Q: I know you’re joking, but–
A: I’m not.
But, what if I did want to make a donation?
A: I’ve noticed a lot of writers–including some I had assumed were making a decent living–have virtual “tip jars” on their sites to allow fans to contribute. I can’t imagine anyone wanting to do so here. I suppose if one suddenly needed to relieve oneself of an excess sum of cash, and one’s garbage disposal were broken, one could Paypal it to the email address on the “Contact Me” page, so long as one understood that one could expect nothing in return for one’s money. On a more sane note, doing your Amazon shopping through my affiliate link (which I’ve hopefully bothered to put in a more prominent place on this site) gives me a few virtual pennies and costs you nothing.
Q: You don’t blog very much.
A: No, and I don’t tweet at all. Anything I come up with that’s witty or profound enough to share with the masses, I’d rather hold on to and place in the mouth of a character in a story. I don’t know how bestselling authors can tweet continuously and blog five times a day and still have the energy and brainpower to be creative. I suppose that’s why they’re bestselling authors.

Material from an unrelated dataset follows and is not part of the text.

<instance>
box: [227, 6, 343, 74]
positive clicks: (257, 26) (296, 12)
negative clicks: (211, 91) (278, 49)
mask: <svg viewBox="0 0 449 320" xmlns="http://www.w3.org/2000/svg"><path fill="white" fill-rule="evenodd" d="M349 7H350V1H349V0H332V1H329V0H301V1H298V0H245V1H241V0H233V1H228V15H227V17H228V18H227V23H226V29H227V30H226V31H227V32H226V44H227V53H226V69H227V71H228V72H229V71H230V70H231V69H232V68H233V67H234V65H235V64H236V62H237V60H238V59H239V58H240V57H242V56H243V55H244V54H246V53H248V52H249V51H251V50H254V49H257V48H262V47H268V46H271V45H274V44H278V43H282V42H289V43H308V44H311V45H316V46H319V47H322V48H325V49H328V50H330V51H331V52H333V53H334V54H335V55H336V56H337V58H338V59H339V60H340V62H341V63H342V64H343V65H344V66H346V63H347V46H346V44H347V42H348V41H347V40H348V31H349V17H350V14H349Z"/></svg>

Q: What’s with the title of your blog?
A: It’s a reference to something. The first person to tell me where it comes from gets a free autographed book when I eventually publish one.
Q: That’s some cheesy-looking banner you’ve got there.
A: I can’t really argue with you.
Q: May I reprint/adapt one of your stories in/on my magazine/anthology/website/podcast/interpretive dance symposium?
A: You almost certainly may. Feel free to email me with details and payment information.
Q: What if it’s a non-paying project; “for the love,” as they say?
A: Nothing in this life is free; not love, and certainly not fiction.
Q: It’s a good opportunity to expose your work to a wider audience.
A: A fellow could die of that kind of exposure.
Q: What’s the problem?
A: No problem. You’re saying that your project literally has no value. Who am I to argue?
Q: You’re a jerk.
A: It’s been remarked. And “you’re a jerk” is not a question.
Q: Okay, never mind that last guy. My upcoming anthology pays its contributors in royalties based on sales. May I reprint your story?
A: Possibly. Have you got a publisher on board with your project?
Q: Yes, the giant Xerox machine in Amazon’s basement.
A: Well, I am in favor of entrepreneurship, but I will require some sort of advance in that case.
A: Because I’ve dealt with operations like yours before, and those “royalties” never materialize. I’d have a better chance of encountering a UFO, or a unicorn, or Brigadoon.
Q: What’s Brigadoon?
A: Your ignorance is appalling.
Q: All right, so you’re a hack who only writes for money.
A: That’s not a question.
Q: How long have you had these delusions of grandeur?
A: Actually, you’d be surprised how little it would cost you to reprint my work, but you haven’t bothered to actually ask, have you? “Delusions” are a diagnosis more aptly applied to someone trying to run a publishing company on a budget of zero dollars.
Q: How come every writer I interact with is always so cranky?
A: I’m sure it’s just a coincidence.